BHINEKA Tunggal Ika semboyan yang sejak usia dini saya dengar bermakna "meskipun berbeda-beda tetapi tetap satu jua". Semboyan ini yang membuat sebuah negara bernama Indonesia bisa bertahan hingga hampir 69 tahun dalam perbedaan yang begitu rumit baik dalam suku, ras, budaya, serta agama.
Dengan semboyan ini pula kita sesama anak bangsa Indonesia menganggap satu sama lain sebagai saudara-bersaudara dalam bingkau Negara Kesatuan Republik Indonesia (NKRI).
Namun sehari lalu saya sempat merasa anggapan bahwa kita bersaudara itu hanya tipuan belaka. Ini dikarenakan kemarin, seorang dari saudari saya dijadikan ajang lelucon oleh sebagian warga negara republik ini.
Novela Nawipa dan kawan-kawannya dari Papua menjadi saksi dalam sidang PHPU di Mahkamah Konstitusi. Kepolosan dalam menjawab pertanyaan dari jajaran hakim MK dan beberapa kesalahan yang ia lakukan dalam menyebutkan satuan dalam jarak yang seharusnya meter disebut kilometer, dijadikan candaan saat berlangsungnya sidang.
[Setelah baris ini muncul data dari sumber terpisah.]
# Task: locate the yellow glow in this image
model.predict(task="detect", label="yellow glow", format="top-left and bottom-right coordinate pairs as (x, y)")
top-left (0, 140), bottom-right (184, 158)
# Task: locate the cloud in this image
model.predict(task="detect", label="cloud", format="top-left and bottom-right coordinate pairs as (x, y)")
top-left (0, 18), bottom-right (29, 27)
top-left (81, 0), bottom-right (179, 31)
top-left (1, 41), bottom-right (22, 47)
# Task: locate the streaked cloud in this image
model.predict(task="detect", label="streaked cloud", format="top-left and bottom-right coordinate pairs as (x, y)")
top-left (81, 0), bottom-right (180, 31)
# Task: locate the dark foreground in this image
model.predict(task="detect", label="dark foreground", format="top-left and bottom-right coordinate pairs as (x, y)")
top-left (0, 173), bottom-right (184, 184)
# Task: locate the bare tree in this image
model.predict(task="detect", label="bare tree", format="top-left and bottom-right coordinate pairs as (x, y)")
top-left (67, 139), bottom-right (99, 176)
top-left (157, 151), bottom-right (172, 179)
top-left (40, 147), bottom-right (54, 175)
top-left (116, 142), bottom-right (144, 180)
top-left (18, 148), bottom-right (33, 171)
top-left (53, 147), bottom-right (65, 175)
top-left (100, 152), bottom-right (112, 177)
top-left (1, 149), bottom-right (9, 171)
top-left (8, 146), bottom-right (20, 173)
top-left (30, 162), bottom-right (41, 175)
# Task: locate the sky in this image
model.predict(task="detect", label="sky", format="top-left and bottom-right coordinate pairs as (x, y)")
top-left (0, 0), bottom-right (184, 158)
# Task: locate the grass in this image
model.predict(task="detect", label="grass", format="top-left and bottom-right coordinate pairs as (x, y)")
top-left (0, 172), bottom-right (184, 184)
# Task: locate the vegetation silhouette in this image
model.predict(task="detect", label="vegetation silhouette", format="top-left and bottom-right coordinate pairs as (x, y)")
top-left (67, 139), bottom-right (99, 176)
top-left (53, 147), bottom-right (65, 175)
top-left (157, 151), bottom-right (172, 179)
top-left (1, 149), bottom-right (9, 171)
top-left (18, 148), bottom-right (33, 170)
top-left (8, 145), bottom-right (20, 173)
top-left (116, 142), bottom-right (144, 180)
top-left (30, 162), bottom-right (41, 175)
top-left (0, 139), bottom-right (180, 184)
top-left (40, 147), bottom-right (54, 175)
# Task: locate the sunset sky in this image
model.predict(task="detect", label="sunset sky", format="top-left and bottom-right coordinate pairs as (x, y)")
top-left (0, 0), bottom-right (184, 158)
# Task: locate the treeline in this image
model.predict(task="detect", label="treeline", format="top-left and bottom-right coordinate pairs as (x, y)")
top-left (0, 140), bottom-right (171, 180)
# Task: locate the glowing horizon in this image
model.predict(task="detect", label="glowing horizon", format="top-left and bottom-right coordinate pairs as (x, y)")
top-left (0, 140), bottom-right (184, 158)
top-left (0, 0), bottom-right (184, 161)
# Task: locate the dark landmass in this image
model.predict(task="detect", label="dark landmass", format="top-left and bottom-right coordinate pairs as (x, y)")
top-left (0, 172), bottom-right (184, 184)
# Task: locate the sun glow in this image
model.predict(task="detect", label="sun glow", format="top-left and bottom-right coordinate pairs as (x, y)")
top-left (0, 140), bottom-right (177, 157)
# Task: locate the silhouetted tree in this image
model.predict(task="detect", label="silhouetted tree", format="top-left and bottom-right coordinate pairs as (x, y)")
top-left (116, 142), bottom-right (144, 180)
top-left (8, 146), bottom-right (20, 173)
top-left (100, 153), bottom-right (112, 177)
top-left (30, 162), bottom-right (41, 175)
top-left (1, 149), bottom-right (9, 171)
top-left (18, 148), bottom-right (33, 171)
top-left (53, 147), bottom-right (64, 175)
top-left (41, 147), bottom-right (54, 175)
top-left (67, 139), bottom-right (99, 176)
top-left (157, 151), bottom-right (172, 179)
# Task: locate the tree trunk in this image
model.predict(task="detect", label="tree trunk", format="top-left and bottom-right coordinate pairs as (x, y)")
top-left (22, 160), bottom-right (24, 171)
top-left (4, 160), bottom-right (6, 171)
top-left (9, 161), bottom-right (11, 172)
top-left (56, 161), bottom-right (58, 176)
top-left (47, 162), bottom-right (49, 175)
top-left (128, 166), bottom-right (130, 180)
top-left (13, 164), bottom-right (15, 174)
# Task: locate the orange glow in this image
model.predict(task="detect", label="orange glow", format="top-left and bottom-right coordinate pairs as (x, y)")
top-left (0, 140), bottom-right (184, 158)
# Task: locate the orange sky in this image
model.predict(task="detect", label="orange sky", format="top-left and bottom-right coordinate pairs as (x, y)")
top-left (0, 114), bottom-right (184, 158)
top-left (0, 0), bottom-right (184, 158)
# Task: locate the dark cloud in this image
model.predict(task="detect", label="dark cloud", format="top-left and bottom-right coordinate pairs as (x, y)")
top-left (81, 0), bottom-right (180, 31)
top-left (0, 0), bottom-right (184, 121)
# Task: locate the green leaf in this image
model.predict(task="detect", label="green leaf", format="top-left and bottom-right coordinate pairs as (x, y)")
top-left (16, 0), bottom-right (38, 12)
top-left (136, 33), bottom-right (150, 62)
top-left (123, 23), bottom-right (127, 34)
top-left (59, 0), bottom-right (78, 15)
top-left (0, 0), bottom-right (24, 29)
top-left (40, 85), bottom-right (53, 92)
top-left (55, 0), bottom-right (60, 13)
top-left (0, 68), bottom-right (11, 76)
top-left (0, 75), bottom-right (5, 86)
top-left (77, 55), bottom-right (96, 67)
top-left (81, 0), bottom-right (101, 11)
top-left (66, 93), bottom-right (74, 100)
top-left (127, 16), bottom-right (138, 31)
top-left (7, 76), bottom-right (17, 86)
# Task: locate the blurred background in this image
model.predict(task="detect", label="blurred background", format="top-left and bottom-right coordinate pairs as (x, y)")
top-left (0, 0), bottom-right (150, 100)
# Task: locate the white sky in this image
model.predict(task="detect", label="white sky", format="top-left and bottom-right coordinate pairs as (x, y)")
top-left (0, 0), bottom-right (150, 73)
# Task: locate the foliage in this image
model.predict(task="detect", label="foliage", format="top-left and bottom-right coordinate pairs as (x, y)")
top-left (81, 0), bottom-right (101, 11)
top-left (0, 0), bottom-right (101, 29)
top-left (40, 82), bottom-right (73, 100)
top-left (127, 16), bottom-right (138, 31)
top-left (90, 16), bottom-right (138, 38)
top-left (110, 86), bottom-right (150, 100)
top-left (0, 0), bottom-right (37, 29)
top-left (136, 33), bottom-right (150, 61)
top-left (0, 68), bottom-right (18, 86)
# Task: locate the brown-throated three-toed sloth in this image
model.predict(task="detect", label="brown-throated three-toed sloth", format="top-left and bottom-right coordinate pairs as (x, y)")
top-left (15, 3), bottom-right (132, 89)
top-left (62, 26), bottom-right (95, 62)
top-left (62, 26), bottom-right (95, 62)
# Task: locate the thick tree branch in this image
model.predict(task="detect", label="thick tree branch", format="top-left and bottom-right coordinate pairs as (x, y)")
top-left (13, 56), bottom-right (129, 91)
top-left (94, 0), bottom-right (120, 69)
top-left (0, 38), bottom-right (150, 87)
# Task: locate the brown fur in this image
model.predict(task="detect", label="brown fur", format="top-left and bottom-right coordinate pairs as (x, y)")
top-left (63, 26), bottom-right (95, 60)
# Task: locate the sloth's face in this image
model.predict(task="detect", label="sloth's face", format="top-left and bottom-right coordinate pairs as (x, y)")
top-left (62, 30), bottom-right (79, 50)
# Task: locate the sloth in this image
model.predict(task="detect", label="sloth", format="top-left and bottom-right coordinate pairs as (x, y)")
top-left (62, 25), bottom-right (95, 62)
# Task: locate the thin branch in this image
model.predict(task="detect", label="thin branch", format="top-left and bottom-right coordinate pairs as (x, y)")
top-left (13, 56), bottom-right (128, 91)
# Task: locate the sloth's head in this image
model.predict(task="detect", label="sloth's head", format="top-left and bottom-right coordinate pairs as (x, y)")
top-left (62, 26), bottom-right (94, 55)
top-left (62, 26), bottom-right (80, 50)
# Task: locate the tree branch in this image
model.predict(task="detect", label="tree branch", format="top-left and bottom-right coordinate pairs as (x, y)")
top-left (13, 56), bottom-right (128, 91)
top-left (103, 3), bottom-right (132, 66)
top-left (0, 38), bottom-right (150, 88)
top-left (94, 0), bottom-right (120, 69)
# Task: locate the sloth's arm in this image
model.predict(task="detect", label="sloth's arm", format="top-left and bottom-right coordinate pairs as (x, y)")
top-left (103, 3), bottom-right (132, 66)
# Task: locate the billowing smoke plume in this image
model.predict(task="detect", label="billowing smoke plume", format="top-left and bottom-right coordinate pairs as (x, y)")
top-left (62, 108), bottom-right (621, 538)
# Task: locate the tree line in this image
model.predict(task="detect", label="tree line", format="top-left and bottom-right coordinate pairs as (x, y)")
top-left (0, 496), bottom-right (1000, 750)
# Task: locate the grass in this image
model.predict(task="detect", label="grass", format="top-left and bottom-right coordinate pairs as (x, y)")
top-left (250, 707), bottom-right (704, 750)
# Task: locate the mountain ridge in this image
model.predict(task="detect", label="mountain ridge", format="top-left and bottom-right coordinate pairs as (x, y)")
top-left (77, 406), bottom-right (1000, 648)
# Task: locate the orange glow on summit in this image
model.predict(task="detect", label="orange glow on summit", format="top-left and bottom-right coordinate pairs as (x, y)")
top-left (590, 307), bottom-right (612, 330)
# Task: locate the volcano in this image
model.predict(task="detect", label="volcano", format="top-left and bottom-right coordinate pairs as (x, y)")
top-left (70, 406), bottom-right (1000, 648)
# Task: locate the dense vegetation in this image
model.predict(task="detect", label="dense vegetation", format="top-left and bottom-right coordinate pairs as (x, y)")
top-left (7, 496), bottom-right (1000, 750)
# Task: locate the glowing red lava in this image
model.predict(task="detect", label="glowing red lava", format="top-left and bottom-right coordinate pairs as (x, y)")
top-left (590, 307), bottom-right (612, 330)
Terlepas dari pilihan politik yang berbeda dengan saya, dia adalah saudari saya. Meski lahir dan dibesarkan di Jakarta, darah yang mengalir di dalam tubuh saya adalah darah murni Papua.
Ini membuat saya kesal sekaligus sedih, di sejumlah media nasional tanpa merasa bersalah mereka menjadikan kepolosan Novela dalam menjawab pertanyaan sebagai objek lelucon.
Inikah yang kita katakan kita bersaudara? Saya diajarkan tidak ada saudara yang mempermalukan saudaranya sendiri, apalagi sampai menjadikan saudaranya sebagai objek candaan yang menurut saya sudah berlebihan.
Kepolosan orang Papua adalah sebuah kekayaan yang dimiliki oleh Papua. Dalam kepolosan itu kami orang Papua tampil apa adanya. Tanpa dibuat-buat, kami hadir dalam diri kami sendiri.
Tidak seperti elite politik yang terkesan banyak pencitraan dan dibuat-buat. Kepolosan orang Papua sering dijadikan ajang candaan dan tawaan yang terkadang berlebihan, kami terkadang bigung apa yang kalian rasakan sebagai kelucuan dalam tingkah laku atau tutur kata kami.
Kami tak bisa membalas, karena kami tak tahu siapa yang sebenarnya salah atau benar. Tapi kami hanya bisa menjawab melalui prestasi dari orang-orang Papua baik dalam bidang sekuler maupun non sekuler.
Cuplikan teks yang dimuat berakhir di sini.